3 Reasons Bond Funds Are Better than Bonds

Investing in bonds and bond funds can provide you with a similar type of investment. However, bond funds are an investment that have several advantages over traditional bonds. Here are a few of the reasons that bond funds are better than bonds.

1. Easier Purchase

One reason that bond funds are better than bonds is that they are much easier to purchase. When you need to purchase shares in a bond fund, you can simply do so from any brokerage account. It is as simple as investing in any other type of mutual fund. With bonds, it is not that simple. You are going to have to open an account with a bond broker in order to purchase bonds. In many cases, this involves a minimum investment of at least $5,000 just to open the account. You have to work with your bond broker in order to find the type of bond that you are looking for and then they will help you make the purchase.

2. Diversification

Another big reason that bond funds are better than bonds is because of the diversification that they provide. When you invest in individual bond, you are going to be subject to how that bond performs. If the value of the bond declines because of interest rate increases, you are stuck with it unless you take a loss to sell it. With a bond fund, you are purchasing a share of a very diversified portfolio. The portfolio is made up of hundreds or thousands of different bonds. This means that if one bond does not do very well, the rest of the bonds are going to be there to make up the difference. When a company goes out of business, the bond holder is supposed to be toward the front of the line to get their investment back because they are considered to be a creditor. However, sometimes it does not work out like this. If that is the case, you want to be an investor in a bond fund instead of an individual bond. If you own an individual bond in a company that goes out of business, you may lose your entire initial investment.

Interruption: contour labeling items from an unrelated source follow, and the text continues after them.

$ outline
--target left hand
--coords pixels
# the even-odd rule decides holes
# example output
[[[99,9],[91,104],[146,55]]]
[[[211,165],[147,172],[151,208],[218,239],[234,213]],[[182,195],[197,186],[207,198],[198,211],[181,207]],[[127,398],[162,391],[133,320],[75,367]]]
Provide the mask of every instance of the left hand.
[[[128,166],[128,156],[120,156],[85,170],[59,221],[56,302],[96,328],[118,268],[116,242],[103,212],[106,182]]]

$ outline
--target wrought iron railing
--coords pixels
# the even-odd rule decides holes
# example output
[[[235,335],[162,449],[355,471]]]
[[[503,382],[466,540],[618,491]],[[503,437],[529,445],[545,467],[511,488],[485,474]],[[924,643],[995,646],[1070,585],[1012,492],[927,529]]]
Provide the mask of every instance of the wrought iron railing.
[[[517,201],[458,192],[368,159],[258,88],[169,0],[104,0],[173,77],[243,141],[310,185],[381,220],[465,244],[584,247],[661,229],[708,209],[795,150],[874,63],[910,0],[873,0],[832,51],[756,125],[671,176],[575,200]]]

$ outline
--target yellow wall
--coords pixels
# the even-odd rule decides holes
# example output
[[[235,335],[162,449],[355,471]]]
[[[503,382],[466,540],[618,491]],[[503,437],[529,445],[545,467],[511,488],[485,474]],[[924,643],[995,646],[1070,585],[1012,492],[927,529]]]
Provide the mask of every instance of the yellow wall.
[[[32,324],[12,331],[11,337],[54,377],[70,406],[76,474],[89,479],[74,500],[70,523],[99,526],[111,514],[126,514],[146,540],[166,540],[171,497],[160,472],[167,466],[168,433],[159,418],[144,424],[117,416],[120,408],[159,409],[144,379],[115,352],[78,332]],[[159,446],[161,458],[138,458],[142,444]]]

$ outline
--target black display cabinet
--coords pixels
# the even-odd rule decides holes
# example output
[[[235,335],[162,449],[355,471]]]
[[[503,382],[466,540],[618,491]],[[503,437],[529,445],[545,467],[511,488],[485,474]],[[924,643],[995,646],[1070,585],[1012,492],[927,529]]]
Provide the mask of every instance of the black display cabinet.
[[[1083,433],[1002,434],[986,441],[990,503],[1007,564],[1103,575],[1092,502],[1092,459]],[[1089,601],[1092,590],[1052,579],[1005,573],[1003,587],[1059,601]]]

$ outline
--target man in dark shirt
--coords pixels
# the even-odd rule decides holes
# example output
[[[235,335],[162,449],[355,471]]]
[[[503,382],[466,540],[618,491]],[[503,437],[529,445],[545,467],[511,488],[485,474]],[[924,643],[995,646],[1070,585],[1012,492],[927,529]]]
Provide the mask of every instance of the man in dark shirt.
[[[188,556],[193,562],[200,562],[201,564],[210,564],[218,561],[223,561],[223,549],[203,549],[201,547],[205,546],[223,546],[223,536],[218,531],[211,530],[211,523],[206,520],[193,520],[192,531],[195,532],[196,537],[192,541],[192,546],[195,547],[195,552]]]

3. Professional Management

Investing in bond funds is also going to provide you with professional management. When you are an individual investor, you have to make all of the individual investment decisions for yourself. This means that you have to research all of the bonds that you are potentially going to invest in an make a decision that you think is best. When you are an investor in a bond fund, you are not going to have to worry about this. You will simply invest in the bond fund and the fund manager is going to choose all of the bonds for you. They are also going to decide if and when to sell the bonds that are in the portfolio.